Así la música del Pacífico pasó de lo empírico a la lectoescritura musical que motivó a los músicos de Quibdó a reconocer y respetar sus ritmos pero sobre todo a asumirlos con seriedad. En un armonio viejo de fuelles, muchos aprendieron a teclear y poco a poco se lanzaron a componer piezas complejas. El padre Isaac, además de todo, se convirtió en un formador de profesores y gracias a él, nacieron las clases de música en los colegios del Pacífico que terminaron inspirando a jóvenes como los de Chocquibtown.

Rodríguez se paseaba por el malecón donde aún golpea el Río Atrato, con su sotana blanca, paraguas negro en una mano y la Biblia en la otra, presto a conversar a alrededor de una cerveza.
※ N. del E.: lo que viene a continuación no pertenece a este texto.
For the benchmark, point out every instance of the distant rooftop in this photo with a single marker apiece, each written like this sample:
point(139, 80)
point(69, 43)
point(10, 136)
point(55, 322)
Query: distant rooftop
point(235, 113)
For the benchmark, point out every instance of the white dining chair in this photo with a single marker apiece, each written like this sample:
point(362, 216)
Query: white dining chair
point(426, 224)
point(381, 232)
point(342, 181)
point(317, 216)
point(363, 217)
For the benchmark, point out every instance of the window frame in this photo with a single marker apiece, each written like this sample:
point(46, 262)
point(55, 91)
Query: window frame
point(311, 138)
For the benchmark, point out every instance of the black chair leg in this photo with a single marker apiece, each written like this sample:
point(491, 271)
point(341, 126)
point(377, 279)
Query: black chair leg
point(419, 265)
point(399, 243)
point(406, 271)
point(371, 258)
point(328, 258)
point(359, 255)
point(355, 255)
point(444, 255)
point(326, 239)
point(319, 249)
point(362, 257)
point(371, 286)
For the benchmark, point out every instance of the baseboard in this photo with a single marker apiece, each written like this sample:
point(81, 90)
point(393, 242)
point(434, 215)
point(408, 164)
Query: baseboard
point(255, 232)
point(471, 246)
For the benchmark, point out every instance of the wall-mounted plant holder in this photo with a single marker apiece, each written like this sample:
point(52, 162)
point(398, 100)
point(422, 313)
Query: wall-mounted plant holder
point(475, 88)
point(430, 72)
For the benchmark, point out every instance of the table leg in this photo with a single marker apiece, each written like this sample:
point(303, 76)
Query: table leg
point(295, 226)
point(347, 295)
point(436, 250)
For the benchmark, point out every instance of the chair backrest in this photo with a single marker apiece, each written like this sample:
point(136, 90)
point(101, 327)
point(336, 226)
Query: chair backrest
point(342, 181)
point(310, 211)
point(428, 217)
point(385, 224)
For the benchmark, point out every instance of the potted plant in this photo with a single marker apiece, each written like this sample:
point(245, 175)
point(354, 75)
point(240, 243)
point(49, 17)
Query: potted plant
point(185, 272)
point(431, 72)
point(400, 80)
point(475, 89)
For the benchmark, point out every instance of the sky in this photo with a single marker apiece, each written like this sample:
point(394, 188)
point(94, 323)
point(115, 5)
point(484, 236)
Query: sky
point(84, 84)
Acompañó sin dubitación junto a los compañeros claretianos las protestas de los años 70 para pedir energía eléctrica, agua potable, carreteras y créditos para los campesinos, demandas incumplidas cuarenta años después.

Pero el verdadero lugar de encuentro era la catedral de Quibdó donde el Padre mandaba con la música. Enseñaba solfeo y composición con el mismo rigor con el que lo habían educado en España. Y de su persistencia y sabia docencia nacieron maestros como Alexis Lozano creador de “Guayacán Orquesta”, Jairo Varela del “Grupo Niche”, Neivo Jesús Moreno director del grupo infantil “Batuta” y el polifacético Hansel Camacho.

Con su evangelización profética y liberadora le apostó al mundo negro que era y sigue siendo para muchos, la causa de los perdedores. El padre Isaac supo compartir las angustias, las privaciones y las esperanzas de los chocoanos hasta que partió el 24 de diciembre de 1989 a los 91 años.